[PATCH] D27133: Introduce element-wise atomic memcpy and memmove intrinsics

Thu Dec 1 12:26:20 PST 2016

reames added inline comments.

================
Comment at: docs/LangRef.rst:12684
+specifying the number of elements to copy, the fourth argument is size of
+the single element in bytes, the fifths argument is the alignment of the source
+and destination locations, and the sixths is a boolean indicating a volatile
----------------
igor-laevsky wrote:
> reames wrote:
> > It might be good to specify the alignment of source and destination separately.
> Why do you think this will be useful? This will definitely add some complexity to the possible transforms with this intrinsics.
I don't have a strong view here.  I just vaguely remembering someone wanting to do that to the memcpy intrinsic.

================
Comment at: docs/LangRef.rst:12704
+the destination location. These locations are not allowed to overlap. Memory copy
+is performed as a sequence of memory accesses where each access is guaranteed to 
+be at least ``element_size`` wide unordered atomic.
----------------
igor-laevsky wrote:
> reames wrote:
> > Hm, the wording isn't quite right.  As written, we could have six bytes to copy with an element size of 2 and be legally allowed to copy two three byte chunks.
> > 
> > Memory copy is performed as a sequence of memory accesses where each access is an even multiple of element size and aligned at an element size boundary.  (e.g. each element is accessed atomicly in source and destination buffer)
> > 
> > Also, add: 
> > The order of the copy is unspecified.  The same value may be read from the source buffer many times, but only one write is issued to the destination buffer per element.  It is well defined to have concurrent reads and writes to both source and destination provided those reads and writes are at least unordered atomic.  
> > 
> > This intrinsic does not provide ordering with respect to other memory accesses in adjacent code.  It can be used to implement a fence-like construct.
> Right. Thanks for catching this!
> 
> > Memory copy is performed as a sequence of memory accesses where each access is an even multiple of element size
> 
> Not sure, why it should be even multiplier? I think it's fine to copy any number of elements in a single operation, only importance is to never copy them partially. 
> 
> > This intrinsic does not provide ordering with respect to other memory accesses in adjacent code. It can be used to implement a fence-like construct.
> 
> Since there is no ordering, why it can be used as a fence-like construct?
w.r.t. "even multiple" you're right.  The even can be dropped.  The key word is "multiple".

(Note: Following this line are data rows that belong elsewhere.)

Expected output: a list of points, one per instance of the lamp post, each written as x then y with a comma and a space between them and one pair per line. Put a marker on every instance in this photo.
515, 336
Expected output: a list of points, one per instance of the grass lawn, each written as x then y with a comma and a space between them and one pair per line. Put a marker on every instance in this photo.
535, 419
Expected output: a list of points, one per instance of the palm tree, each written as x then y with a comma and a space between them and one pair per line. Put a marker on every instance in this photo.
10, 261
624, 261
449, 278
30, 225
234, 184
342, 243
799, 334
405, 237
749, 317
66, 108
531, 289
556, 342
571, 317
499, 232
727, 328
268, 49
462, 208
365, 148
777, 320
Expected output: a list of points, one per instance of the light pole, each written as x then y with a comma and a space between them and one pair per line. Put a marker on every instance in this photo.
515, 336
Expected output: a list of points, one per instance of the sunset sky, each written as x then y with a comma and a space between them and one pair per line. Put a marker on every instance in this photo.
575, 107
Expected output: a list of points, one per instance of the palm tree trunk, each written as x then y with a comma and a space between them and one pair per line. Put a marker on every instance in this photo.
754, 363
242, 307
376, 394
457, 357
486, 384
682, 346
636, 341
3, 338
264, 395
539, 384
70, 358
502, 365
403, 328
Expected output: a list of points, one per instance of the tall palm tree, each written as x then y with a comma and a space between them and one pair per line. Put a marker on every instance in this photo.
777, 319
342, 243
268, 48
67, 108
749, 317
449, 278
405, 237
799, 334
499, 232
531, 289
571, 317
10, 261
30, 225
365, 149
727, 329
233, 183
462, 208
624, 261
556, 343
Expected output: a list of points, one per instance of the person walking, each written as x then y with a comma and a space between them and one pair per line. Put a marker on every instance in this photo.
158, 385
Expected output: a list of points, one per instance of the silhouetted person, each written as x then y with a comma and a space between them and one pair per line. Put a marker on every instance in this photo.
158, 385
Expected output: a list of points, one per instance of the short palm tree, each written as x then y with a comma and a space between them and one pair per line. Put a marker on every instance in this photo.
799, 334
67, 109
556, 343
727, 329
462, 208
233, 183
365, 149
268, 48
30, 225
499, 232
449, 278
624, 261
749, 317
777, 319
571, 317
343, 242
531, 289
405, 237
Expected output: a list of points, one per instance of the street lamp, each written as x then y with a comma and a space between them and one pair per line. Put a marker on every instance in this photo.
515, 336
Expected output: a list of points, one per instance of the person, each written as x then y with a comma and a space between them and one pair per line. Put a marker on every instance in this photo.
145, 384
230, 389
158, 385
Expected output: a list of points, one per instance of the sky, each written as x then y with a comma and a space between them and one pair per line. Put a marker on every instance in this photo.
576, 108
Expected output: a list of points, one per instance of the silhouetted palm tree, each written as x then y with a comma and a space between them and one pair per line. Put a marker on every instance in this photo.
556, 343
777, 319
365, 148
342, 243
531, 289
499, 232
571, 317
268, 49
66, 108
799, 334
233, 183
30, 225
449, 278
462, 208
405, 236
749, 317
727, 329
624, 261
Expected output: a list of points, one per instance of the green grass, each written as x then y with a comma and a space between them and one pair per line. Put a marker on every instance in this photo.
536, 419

w.r.t. the fence instruction, that's spell check dropping a word.  It should have been "It can NOT be used..."

================
Comment at: docs/LangRef.rst:12711
+Call to the '``llvm.memcpy.element.atomic.*``' is lowered to call to the symbol
+``__llvm_memcpy_element_atomic``. Only first four arguments are passed to this
+call.
----------------
igor-laevsky wrote:
> reames wrote:
> > If we're just going to ignore the volatile argument, should we have it?
> > 
> > Also mention that the optimizer may inline the copy if profitable.
> Plan is to use volatile to disable all optimizations involving this intrinsic. Much in a same way as original memcpy does.
Ok.

================
Comment at: include/llvm/IR/Intrinsics.td:766
+def int_memcpy_element_atomic  : Intrinsic<[],
+                                           [llvm_anyptr_ty, llvm_anyptr_ty,
+                                            llvm_anyint_ty, llvm_i32_ty,
----------------
igor-laevsky wrote:
> reames wrote:
> > The first argument is the return type right?  Shouldn't that be void?
> I'm not sure if there is any semantic difference between specifying empty list as a return value or specifying list with a single element which is llvm_void_ty. However I see that all other intrinsic definitions describe void return type as an empty list, so anyway it's better to be in sync with the rest of the code.
I think I just misread the code.  I thought you had three llvm_anyptr_ty arguments.  I now see the third is an llvm_anyint_ty.

https://reviews.llvm.org/D27133